Inoltre, non considera il ricorrente che gli elementi assunti a fonte di presunzione non debbono essere necessariamente plurimi, potendosi il convincimento del giudice del merito fondare anche su un elemento unico preciso e grave, in concreto apprezzato dal tribunale, e che il controllo di legittimità non può riguardare la valutazione della rilevanza dell’elemento valorizzato ai fini dell’"iter" induttivo (in proposito vedansi anche Cass. 4 maggio 1999 n. 4406).

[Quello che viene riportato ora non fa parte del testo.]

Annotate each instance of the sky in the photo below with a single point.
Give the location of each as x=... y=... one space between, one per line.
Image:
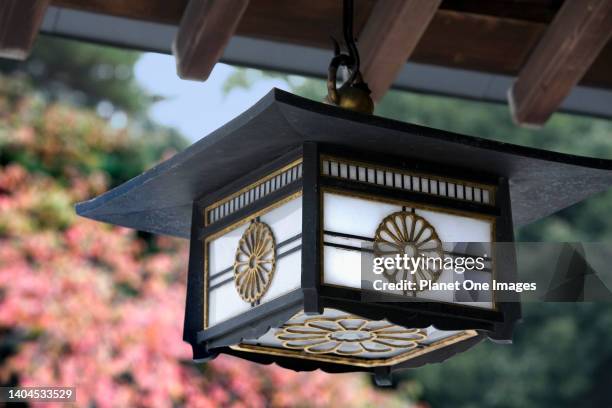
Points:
x=196 y=108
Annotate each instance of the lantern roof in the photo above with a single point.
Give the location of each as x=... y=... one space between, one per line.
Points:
x=160 y=200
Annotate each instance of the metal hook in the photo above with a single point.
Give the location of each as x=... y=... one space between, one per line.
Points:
x=354 y=93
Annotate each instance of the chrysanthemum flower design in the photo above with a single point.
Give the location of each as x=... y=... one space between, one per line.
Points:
x=348 y=335
x=255 y=262
x=406 y=233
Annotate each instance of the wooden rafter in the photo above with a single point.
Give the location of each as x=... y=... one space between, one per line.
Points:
x=391 y=34
x=569 y=46
x=19 y=24
x=205 y=29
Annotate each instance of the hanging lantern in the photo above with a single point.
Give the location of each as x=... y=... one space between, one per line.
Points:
x=285 y=203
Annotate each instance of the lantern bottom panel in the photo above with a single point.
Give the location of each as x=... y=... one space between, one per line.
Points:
x=342 y=338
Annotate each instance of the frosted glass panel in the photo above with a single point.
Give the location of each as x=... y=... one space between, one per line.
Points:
x=354 y=215
x=342 y=267
x=350 y=225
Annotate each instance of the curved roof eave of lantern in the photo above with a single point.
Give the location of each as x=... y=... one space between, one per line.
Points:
x=160 y=200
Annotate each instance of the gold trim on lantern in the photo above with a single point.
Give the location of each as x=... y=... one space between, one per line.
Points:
x=352 y=360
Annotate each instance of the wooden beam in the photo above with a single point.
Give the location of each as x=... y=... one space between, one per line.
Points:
x=569 y=46
x=19 y=24
x=205 y=29
x=391 y=34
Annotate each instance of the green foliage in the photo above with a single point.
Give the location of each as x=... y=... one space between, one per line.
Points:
x=82 y=74
x=60 y=141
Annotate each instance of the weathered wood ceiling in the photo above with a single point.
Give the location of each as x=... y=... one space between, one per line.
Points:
x=549 y=46
x=485 y=35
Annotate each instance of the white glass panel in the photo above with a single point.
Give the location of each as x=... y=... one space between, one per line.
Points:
x=287 y=277
x=389 y=179
x=354 y=215
x=334 y=169
x=343 y=170
x=362 y=172
x=457 y=228
x=398 y=180
x=285 y=222
x=380 y=177
x=225 y=303
x=416 y=183
x=342 y=267
x=469 y=193
x=460 y=192
x=485 y=196
x=433 y=186
x=425 y=185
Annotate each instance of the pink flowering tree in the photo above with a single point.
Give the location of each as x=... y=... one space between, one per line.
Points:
x=99 y=308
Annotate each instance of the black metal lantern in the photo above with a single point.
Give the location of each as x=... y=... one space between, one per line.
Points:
x=281 y=203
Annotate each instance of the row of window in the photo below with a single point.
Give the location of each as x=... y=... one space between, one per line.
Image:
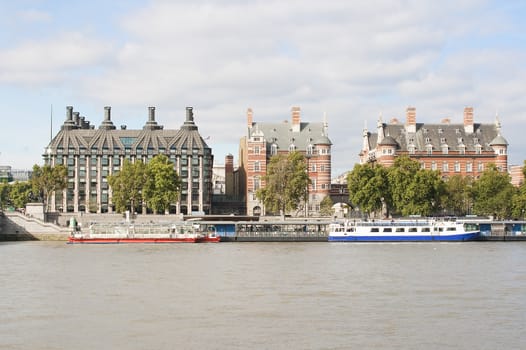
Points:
x=456 y=166
x=311 y=150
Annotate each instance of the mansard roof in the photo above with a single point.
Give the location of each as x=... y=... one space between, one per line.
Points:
x=439 y=135
x=283 y=134
x=76 y=138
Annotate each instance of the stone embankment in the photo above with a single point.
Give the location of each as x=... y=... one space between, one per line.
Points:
x=15 y=226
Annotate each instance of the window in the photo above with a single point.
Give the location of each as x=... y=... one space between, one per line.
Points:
x=273 y=149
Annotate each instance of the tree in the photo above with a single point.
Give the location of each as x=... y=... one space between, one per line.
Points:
x=286 y=183
x=20 y=194
x=127 y=186
x=492 y=193
x=162 y=185
x=368 y=187
x=457 y=195
x=46 y=180
x=326 y=206
x=414 y=190
x=4 y=195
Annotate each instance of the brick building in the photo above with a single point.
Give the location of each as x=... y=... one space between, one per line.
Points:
x=464 y=148
x=91 y=155
x=263 y=140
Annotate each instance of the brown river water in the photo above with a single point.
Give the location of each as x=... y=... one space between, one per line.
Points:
x=263 y=296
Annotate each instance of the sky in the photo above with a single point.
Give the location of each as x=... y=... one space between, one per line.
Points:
x=350 y=61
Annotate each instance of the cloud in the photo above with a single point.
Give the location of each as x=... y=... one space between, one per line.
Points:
x=51 y=60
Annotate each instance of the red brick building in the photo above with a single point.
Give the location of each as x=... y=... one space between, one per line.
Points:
x=263 y=140
x=465 y=148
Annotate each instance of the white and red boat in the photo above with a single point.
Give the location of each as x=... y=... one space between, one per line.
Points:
x=146 y=233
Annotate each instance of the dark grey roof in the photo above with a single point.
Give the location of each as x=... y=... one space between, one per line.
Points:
x=439 y=135
x=105 y=140
x=499 y=141
x=283 y=136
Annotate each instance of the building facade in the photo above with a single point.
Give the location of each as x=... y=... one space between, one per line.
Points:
x=454 y=149
x=264 y=140
x=91 y=155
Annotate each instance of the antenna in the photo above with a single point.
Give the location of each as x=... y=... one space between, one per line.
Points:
x=51 y=126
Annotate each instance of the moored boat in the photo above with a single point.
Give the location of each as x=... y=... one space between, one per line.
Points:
x=145 y=233
x=411 y=230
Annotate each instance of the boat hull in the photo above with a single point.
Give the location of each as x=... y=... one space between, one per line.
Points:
x=468 y=236
x=73 y=240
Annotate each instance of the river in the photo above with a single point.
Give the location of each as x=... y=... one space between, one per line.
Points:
x=263 y=296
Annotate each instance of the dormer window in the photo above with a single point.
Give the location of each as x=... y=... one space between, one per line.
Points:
x=429 y=149
x=273 y=149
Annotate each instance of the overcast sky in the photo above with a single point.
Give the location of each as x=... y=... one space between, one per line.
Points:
x=350 y=60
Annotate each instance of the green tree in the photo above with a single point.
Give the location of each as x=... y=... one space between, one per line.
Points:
x=4 y=195
x=127 y=186
x=457 y=199
x=286 y=183
x=46 y=180
x=519 y=199
x=326 y=206
x=20 y=194
x=414 y=190
x=492 y=193
x=162 y=184
x=369 y=187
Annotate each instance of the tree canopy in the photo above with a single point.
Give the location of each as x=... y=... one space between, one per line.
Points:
x=286 y=183
x=155 y=185
x=47 y=179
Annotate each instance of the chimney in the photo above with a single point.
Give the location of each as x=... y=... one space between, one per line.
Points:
x=151 y=114
x=296 y=119
x=250 y=119
x=151 y=124
x=107 y=123
x=189 y=122
x=468 y=120
x=410 y=125
x=69 y=113
x=76 y=118
x=69 y=123
x=229 y=174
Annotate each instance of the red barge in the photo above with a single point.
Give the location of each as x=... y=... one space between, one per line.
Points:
x=146 y=233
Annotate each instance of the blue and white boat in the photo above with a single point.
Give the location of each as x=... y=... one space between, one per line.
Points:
x=410 y=230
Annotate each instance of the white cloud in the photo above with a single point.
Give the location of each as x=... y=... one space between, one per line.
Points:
x=352 y=60
x=50 y=60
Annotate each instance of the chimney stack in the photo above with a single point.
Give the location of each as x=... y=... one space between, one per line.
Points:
x=250 y=119
x=296 y=119
x=410 y=119
x=468 y=120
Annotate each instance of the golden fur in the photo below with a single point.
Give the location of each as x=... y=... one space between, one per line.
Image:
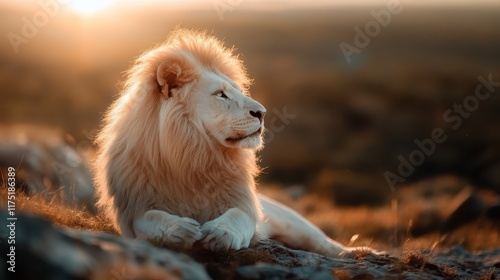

Per ciò che concerne, inoltre, il sistema di accertamento mediante le mappe catastali, occorre osservare che soltanto quanto sia dimostrata la mancanza assoluta ed obiettiva di altri mezzi di prova, ovvero la loro inidoneità, in concreto, alla determinazione certa dello stato dei luoghi, è consentito il ricorso ai dati catastali.
Il giudice, comunque, non può prescindere da altri eventuali dati contenuti ovvero rinvenibili nella documentazione relativa al bene, anche se inidonei ad assumere un’efficacia probatoria diretta, potendo dare luogo, in concreto, a presunzioni (così Cass. 24 febbraio 1976 n. 605), costituendo le mappe catastali un sistema secondario e sussidiario rispetto all’insieme degli elementi acquisiti attraverso l’indagine istruttoria (tant’è che le risultanze di esse possono assumere rilevanza probatoria solo se espressamente richiamate nell’atto di acquisto o se non contraddette da specifiche determinazioni negoziali delle parti) (Cass. n. 711 del 1998).
Infine, resta da osservare che la censura del ricorrente secondo cui sarebbero solo apparenti gli indizi relativi alla vetustà dell’infisso in legno e dell’inferriata, risulta dedotta per la prima volta solo nel giudizio di rinvio.
In conclusione, il ricorso deve essere rigettato.
Le spese di lite seguono la soccombenza.
P.Q.M.
La Corte, rigetta il ricorso e condanna il ricorrente alla rifusione delle spese del giudizio di Cassazione, che liquida in complessivi Euro 1.500,00, di cui Euro 200,00 per esborsi, oltre accessori, come per legge.
Testo non ufficiale. La sola stampa del bollettino ufficiale ha carattere legale.